No attempt was made to interfere with persons dipping the amber fluid from the sewer stream. In a previous raid, the police had reportedly poured kerosene into the vats before opening them.
The detail of State troopers under the command of Lieutenant Keller, of the State Police Training School at Hershey.
Those arrested are: Robert L. Reed and Charles Edwards, Lebanon, charged with illegal transportation and possession: C. R. Bushong, W. M. Lobeek and William Myers, all of Columbia, charged with illegal possession and conspiracy to violate the liquor laws: Charles Mack and Sam Dorman, both of Columbia, conspiracy
Reed, Edwards, Bushogg, Lobeck, and Myers furnished bail of $800 each, while Mack and Donnan were released under $300 bail. They will be given hearings before Justice of the Peace Hasselbach, Columbia, tomorrow afternoon at 4 o’clock.

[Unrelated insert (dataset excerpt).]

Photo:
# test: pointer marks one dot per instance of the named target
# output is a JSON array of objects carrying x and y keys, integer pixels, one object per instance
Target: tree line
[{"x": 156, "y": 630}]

An injunction halting the flow of beer was granted at noon by Judge John M. Groff to Mathias Schmalhofer, administrator of the Joseph T. Dierson estate. ‘The order was directed against the Pennsylvania State Police and restrains them “from any act which may in any way result in the loss, waste or diminution” of the property and the liquor housed there.
The petition for the Court of was brought by Henry Palmer, Esq., and M. Edna Hurst, Esq., and set forth that “the real estate (Diersonts) was occupied for the purpose or manufacture of cereal beverages and has been in the custody and control of your petitioner” (Schmalhofer).
Liquor was manufactured under permits from the Alcohol Board of Pennsylvania and the Prohibition Bureau of the United States, the petition claimed, and ”an application for a renewal or the permit is now pending before the proper governmental authorities.”
The affidavits of Harold Miller and Michael Sweeney were attached to Schmalhofer’s petition, which was approved immediately upon hearing by Judge Groff and executed by the sheriff’s office.
Lancaster’s Sewer Beer
This wasn’t the first time beer was flowing through the sewers of Lancaster County. In nearby Lancaster, a Reading Beer Baron, Max Hassle, was shipping his suds 3,000 feet through the city’s sewers with the aid of two spelunking dwarfs.